Reflections on the 30th Birthday Bash

Published on January 22, 2008

Wow! If you weren’t at the 30th Anniversary Star Studded Birthday Bash, oh, you shoulda been there! It turned out to be a memorable night, and a lot of fun! Every single seat right up to the back of the balcony was filled with participating artists, present and former Board and Staff members, old friends, elected officials, sponsors and supporters, and ticket buyers attracted by the dazzling list of participants. At the very end, tears streamed down many faces on and off stage, including mine, as all the artists, and many audience members, joined in the anthem to the tune of “Somewhere” from West Side Story…“You’re a home for us, artistic home for us, thirty years and you’re growing still, we’ve all loved you and always will, thirty more years—right here!!”

The logistics of the performance itself were always uncertain.
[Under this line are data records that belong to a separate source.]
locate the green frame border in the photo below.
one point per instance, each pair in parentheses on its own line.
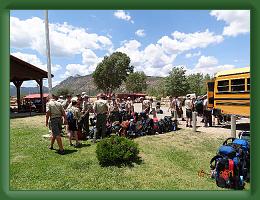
(7,5)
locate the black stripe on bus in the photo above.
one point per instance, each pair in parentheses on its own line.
(231,98)
(235,74)
(234,92)
(232,104)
Could we get each of the 46 performance slots on and off stage swiftly without the whole event shlepping on into the wee hours? But everyone arrived at the red carpet outside the theatre at 6:15, as instructed, and for just one hour, until the doors had to open for the audience at 7:30, the whole procedure had to be organized—who would sit where out in the house, when each group would be summoned backstage through the house right curtains by our fearless Project Coordinator, Allegra Vecchio, and my Assistant, Mac Barrett, and delivered over to the master stage manager Matthew Oberstein, our Assistant Producer,   and sent by him and Technical Director Denis Heron to their assigned entrance points and microphones, while our Production Manager Richard Koch called the light cues. And I did voice-over intros on the stage left microphone.

But once the show started, it all ran smoothly and on schedule, and I was very proud of all our staff, including Ed Budz and the house managers who accomplished the challenging task of getting everyone back into their seats at the end of the intermission with a glass of champagne in their hands for the toast offered by Allan Miller and me to the artists and everyone else who made the evening, and the three decades of Symphony Space, possible. A friend of mine had one complaint: “It’s hard to applaud, with a champagne glass in your hand.”
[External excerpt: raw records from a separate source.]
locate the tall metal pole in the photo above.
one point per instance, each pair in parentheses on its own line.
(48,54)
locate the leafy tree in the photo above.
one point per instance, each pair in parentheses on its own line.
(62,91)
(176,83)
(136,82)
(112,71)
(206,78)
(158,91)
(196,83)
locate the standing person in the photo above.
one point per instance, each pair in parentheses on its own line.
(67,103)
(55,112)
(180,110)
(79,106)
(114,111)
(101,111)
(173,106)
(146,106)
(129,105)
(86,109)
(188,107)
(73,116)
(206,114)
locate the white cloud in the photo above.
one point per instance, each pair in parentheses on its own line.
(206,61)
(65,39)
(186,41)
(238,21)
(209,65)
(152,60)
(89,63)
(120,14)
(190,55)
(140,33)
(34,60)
The two and a half hours of performances fulfilled my hope of showing off the very broad range of Symphony Space’s cultural offerings, from the kickoff of the huge and spectacular Taikoza Japanese Drums, part of our CAP education program, to the great cellist Timothy Eddy’s unaccompanied Bach’s Cello Suite or Eugenia Zukerman playing a contemporary Chinese composer’s flute piece; from five Selected Shorts micro-fictions read by five stars of the series to Theodore Bikel coming from Los Angeles to sing “If I Were A Rich Man” in Yiddish! to all potential donors; from great poetry read by the likes of Marian Seldes, Estelle Parsons, Joanna Gleason, and Roy Blount, Jr, and from comedy turns by Stiller and Meara and Calvin Trillin to baseball haiku read by Stephen Lang and stirring vocal solos by Donna Murphy, James Naughton, Liz Callaway, Melissa Errico, and KT Sullivan, and choral works performed by such great groups as Hudson Shad and The Western Wind; from a Duke Ellington dance and song piece to Don Byron playing Bach on the clarinet, not to mention the 28 stars who took part in seven historical “Newsflashes” about Symphony Space’s past, present, and future! All this and much, much more. You hadda be there.
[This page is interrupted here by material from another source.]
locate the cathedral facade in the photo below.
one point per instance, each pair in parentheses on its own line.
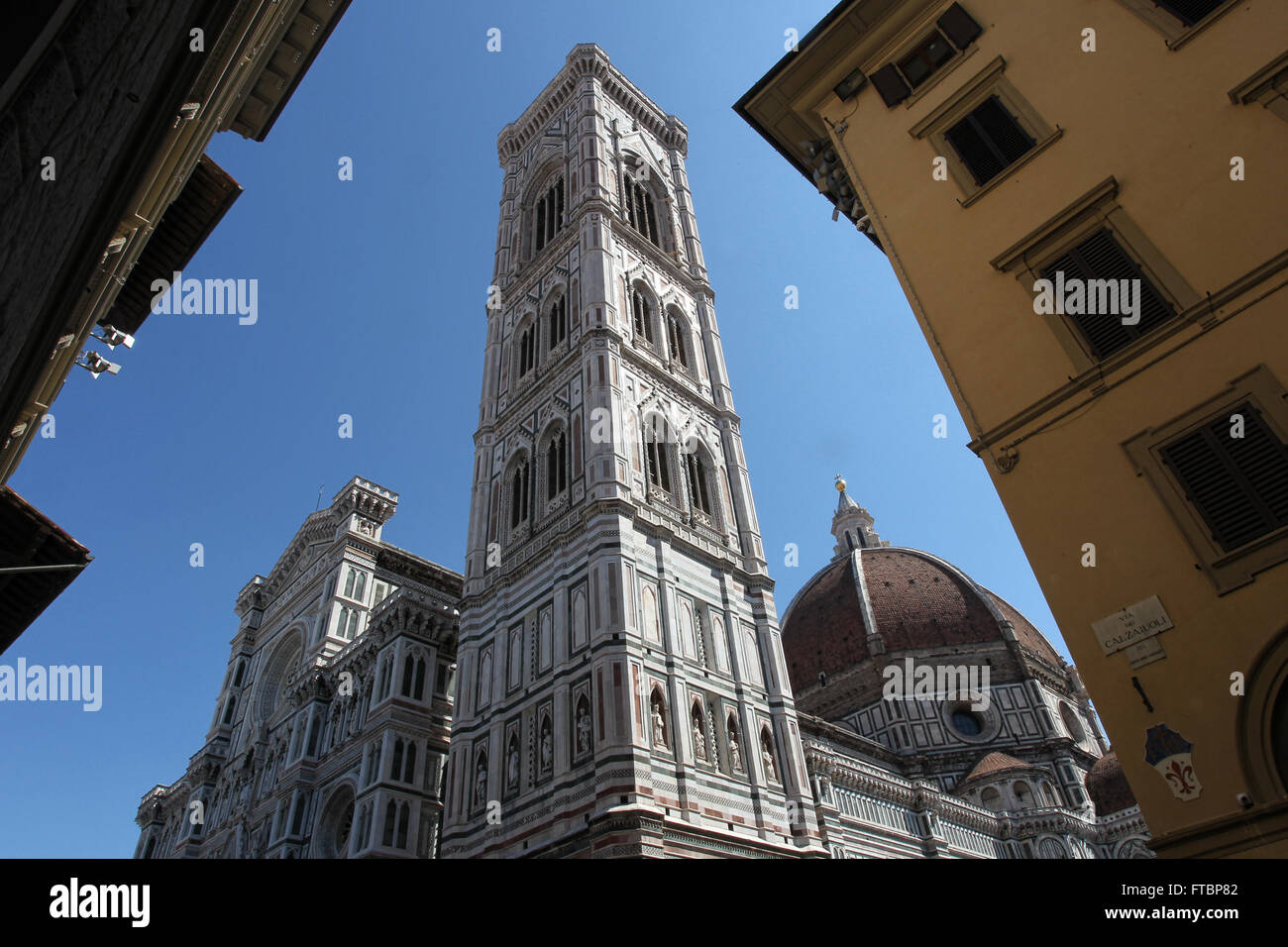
(330,731)
(609,677)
But if you were not, we will soon have an audio sampling right here on this website, and no doubt some bits of the video coverage will make their way online here before too long.

The morning after the Birthday Bash, we were already busy on what’s coming up next. For me, that’s the January 28th Thalia Follies on the subject of the tightening and perhaps frightening Presidential race. I hope you’ll come to the 6:30 or 8:30 show to hear songs about the front-runners and the big issues, as well as advance drafts of Mike Bloomberg’s “Big Announcement” and Mike Huckabee’s planned Inaugural Address. See you there.